Blair and Brown have been issuing commands, targets and overnight initiatives to a creaking Whitehall machine as if this were the Soviet Union. The system can’t cope. The decentralisers are having the better of the argument in politics right now. Government is neither efficient nor accountable.
Now I don’t expect this government to privatise the Revenue – but even within the Brownite camp there are those who express doubts about the ability of ministers to govern. The Cabinet Office minister, Ed Miliband, brother of the Blairite foreign secretary, David, is obviously worried. Ed Miliband, who clearly disliked all talk of an early election, has admitted that ministers are “probably undertrained” for their jobs. “Government doesn’t do enough – a lot of things the private sector would take for granted aren’t done sufficiently.” he told the public administration select committee on Friday.

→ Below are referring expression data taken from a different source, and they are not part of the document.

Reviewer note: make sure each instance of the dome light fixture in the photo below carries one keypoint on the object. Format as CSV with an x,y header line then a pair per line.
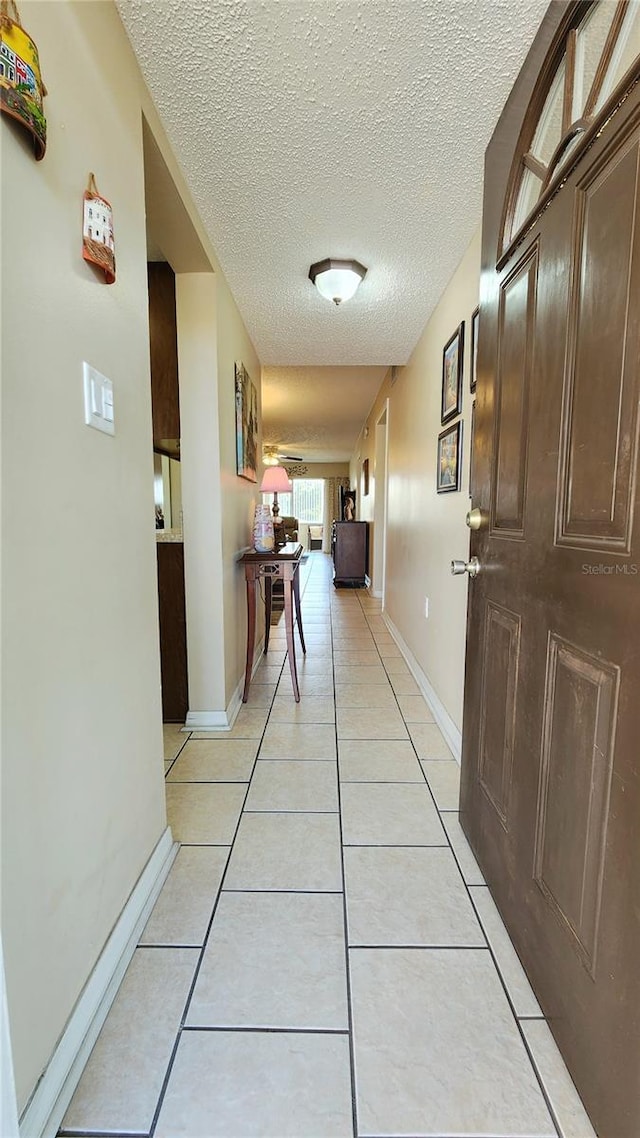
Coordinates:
x,y
337,280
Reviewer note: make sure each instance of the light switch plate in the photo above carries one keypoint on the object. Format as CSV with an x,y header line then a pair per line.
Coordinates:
x,y
98,400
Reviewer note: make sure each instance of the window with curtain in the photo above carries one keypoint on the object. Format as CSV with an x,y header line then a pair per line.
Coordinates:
x,y
306,502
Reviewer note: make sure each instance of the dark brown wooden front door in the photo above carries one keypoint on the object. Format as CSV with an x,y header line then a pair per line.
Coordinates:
x,y
550,797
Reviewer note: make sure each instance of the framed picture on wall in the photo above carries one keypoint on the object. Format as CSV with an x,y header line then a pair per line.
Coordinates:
x,y
452,374
472,442
474,367
449,459
246,425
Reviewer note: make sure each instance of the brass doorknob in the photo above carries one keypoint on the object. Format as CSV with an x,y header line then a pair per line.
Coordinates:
x,y
472,567
477,518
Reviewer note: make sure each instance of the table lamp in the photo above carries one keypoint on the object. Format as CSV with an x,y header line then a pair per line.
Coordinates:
x,y
276,481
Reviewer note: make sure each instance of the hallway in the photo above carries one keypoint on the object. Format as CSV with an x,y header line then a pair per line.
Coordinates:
x,y
244,1012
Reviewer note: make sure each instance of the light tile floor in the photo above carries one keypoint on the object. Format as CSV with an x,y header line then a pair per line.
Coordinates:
x,y
325,958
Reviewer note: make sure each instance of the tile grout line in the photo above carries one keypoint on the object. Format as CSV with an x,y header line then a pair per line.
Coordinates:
x,y
345,915
491,951
203,949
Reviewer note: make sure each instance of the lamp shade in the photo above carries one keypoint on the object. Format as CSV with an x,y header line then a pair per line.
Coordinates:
x,y
337,280
276,480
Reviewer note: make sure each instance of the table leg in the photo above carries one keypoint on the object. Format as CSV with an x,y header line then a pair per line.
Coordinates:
x,y
290,642
298,615
268,594
251,636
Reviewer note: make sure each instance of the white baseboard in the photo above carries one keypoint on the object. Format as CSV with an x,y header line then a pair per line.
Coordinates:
x,y
223,720
46,1108
8,1106
451,733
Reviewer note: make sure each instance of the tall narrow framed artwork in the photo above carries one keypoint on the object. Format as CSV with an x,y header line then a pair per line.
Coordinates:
x,y
449,459
474,361
452,357
246,425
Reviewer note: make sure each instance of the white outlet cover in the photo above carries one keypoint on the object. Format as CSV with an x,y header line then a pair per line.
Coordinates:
x,y
98,400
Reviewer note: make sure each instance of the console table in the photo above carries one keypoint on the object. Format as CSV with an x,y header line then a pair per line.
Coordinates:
x,y
282,565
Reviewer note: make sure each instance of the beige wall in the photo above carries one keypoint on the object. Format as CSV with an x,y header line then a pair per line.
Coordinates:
x,y
426,529
239,495
82,758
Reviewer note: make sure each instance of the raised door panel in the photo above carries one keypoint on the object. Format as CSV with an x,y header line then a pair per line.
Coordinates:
x,y
515,363
573,805
600,417
498,710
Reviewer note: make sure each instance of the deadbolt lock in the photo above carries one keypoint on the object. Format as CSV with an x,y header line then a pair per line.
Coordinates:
x,y
477,518
460,567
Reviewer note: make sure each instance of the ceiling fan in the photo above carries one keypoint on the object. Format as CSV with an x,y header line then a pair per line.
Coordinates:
x,y
271,456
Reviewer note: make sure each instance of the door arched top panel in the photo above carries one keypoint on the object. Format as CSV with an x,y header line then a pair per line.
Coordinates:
x,y
591,65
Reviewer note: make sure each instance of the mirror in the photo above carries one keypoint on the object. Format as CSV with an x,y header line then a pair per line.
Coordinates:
x,y
167,492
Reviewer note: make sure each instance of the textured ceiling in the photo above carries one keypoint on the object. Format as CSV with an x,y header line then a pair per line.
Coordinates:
x,y
317,412
333,128
309,129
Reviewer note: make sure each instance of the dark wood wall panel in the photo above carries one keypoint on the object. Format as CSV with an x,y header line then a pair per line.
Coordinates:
x,y
515,364
163,343
601,385
172,631
577,755
498,714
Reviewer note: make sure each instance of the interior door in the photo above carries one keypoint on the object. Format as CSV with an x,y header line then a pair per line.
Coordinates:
x,y
550,796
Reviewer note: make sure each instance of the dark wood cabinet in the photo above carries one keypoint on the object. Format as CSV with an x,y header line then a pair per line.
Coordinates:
x,y
350,550
163,345
172,631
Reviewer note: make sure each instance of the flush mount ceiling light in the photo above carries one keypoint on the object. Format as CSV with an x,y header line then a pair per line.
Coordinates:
x,y
337,280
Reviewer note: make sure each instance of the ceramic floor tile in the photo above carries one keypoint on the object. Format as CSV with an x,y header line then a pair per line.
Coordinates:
x,y
312,664
403,684
265,1086
285,851
362,697
360,674
215,760
565,1101
508,962
273,961
204,814
174,739
121,1083
261,695
464,854
310,685
390,814
378,760
428,741
354,643
294,785
370,723
267,674
388,651
355,656
298,741
276,656
437,1050
408,897
182,910
395,666
249,723
413,708
444,782
310,709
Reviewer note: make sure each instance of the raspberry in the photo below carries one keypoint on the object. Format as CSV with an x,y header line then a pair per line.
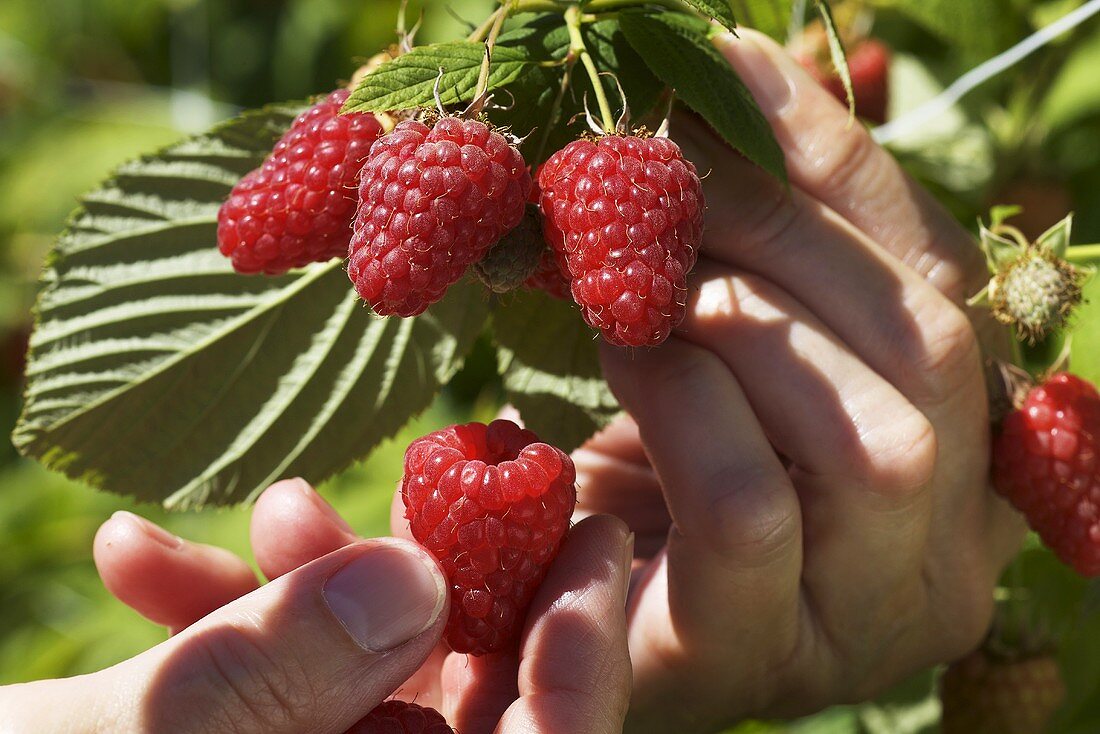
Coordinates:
x,y
869,66
983,693
433,200
1036,294
298,206
1046,462
625,216
492,504
402,718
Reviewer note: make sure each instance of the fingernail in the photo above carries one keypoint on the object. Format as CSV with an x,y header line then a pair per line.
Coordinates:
x,y
762,72
316,499
152,530
627,565
386,596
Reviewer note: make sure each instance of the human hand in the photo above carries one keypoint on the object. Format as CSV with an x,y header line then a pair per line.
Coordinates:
x,y
811,503
342,625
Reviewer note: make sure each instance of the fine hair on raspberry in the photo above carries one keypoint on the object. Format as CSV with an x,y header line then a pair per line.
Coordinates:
x,y
625,217
433,199
297,208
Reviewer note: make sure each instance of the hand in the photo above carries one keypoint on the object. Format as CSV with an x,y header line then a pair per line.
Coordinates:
x,y
807,471
343,623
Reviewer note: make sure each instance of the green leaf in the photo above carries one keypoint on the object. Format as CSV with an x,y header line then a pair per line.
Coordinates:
x,y
718,10
976,26
410,80
546,39
158,372
679,52
1056,239
1085,333
769,17
838,55
1073,95
550,365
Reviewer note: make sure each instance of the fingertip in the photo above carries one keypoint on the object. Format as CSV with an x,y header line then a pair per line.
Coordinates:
x,y
293,525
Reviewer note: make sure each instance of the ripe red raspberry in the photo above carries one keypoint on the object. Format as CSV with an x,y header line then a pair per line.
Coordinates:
x,y
298,206
625,216
1046,461
492,504
402,718
433,200
983,693
869,66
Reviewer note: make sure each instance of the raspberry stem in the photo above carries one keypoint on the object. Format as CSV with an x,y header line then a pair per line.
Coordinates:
x,y
573,21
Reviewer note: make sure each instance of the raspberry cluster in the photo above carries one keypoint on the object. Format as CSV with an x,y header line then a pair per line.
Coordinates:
x,y
433,200
492,504
298,206
1046,461
625,216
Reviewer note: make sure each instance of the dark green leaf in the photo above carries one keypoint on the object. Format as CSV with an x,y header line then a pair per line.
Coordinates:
x,y
977,26
769,17
718,10
547,39
551,370
1085,331
838,55
158,372
680,53
410,80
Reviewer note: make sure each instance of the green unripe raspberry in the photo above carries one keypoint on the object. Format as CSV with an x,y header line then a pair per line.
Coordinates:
x,y
515,258
1036,294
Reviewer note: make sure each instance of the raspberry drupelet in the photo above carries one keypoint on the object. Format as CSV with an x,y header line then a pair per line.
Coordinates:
x,y
625,217
432,201
1046,461
492,504
400,718
297,208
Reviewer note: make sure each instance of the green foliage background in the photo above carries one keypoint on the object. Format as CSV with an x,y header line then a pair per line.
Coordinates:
x,y
87,84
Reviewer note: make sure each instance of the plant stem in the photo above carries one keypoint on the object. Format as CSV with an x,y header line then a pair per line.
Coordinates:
x,y
1084,254
494,32
579,47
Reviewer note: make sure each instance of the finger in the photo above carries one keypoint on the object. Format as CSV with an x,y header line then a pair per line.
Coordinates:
x,y
293,525
898,324
840,165
829,414
477,690
314,650
735,555
574,671
614,477
164,578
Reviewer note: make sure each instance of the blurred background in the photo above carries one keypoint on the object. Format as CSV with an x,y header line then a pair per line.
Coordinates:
x,y
87,84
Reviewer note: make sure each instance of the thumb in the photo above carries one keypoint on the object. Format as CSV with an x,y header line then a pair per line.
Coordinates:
x,y
314,650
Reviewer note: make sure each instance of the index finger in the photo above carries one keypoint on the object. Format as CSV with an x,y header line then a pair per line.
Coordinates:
x,y
574,669
840,165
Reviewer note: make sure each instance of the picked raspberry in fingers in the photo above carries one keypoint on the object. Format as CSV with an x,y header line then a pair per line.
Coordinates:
x,y
492,504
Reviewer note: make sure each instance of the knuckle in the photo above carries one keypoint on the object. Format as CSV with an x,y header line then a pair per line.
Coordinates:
x,y
949,355
751,517
905,463
766,227
251,690
851,156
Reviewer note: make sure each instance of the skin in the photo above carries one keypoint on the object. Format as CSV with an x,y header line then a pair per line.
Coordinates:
x,y
804,468
274,658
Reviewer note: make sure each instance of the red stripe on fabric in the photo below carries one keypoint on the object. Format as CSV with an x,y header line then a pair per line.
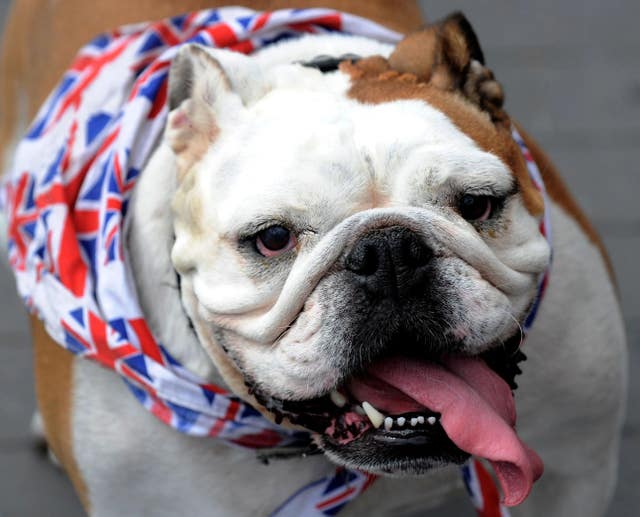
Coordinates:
x,y
222,35
118,172
75,96
98,330
159,102
165,32
162,412
148,344
114,203
67,154
215,389
86,221
336,499
156,67
244,47
490,495
333,21
261,21
73,270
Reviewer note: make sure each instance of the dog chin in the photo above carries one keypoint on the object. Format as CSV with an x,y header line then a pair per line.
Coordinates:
x,y
394,434
395,453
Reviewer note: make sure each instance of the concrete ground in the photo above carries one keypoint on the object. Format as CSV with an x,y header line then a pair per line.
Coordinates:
x,y
571,71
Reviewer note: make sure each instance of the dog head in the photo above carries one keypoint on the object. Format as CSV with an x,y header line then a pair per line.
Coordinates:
x,y
340,237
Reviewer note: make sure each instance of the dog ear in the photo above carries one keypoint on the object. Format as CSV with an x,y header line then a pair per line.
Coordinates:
x,y
448,56
200,98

Nick Raynsford, a decent minister sacked without good cause by Blair, echoes him: “The only difference I would take with him is his use of the three letters ‘der’ in undertrained. There is no organisation in the world with similar responsibilities which is as utterly cavalier as British government about the capability of people it puts into ministerial positions.” Another former minister told the Guardian: “It’s hopeless. I was appointed before the weekend and was making big spending decisions on the Monday.”
France deploys professionals from institutes of administration. Here few ministers have even run the proverbial whelk stall. They don’t understand complex systems. They are easy prey for sharp computer salesmen and fast-talking management consultants who promise to ‘reinvent’ government or ‘gold-plate’ its functions.
Do too much at breakneck speed and you get the chaos that engulfed the Home Office, the benefits system, the health service and the Revenue. And crucial data lost in the post. Mr With apologies to Stevie Smith, Brown is not governing but drowning.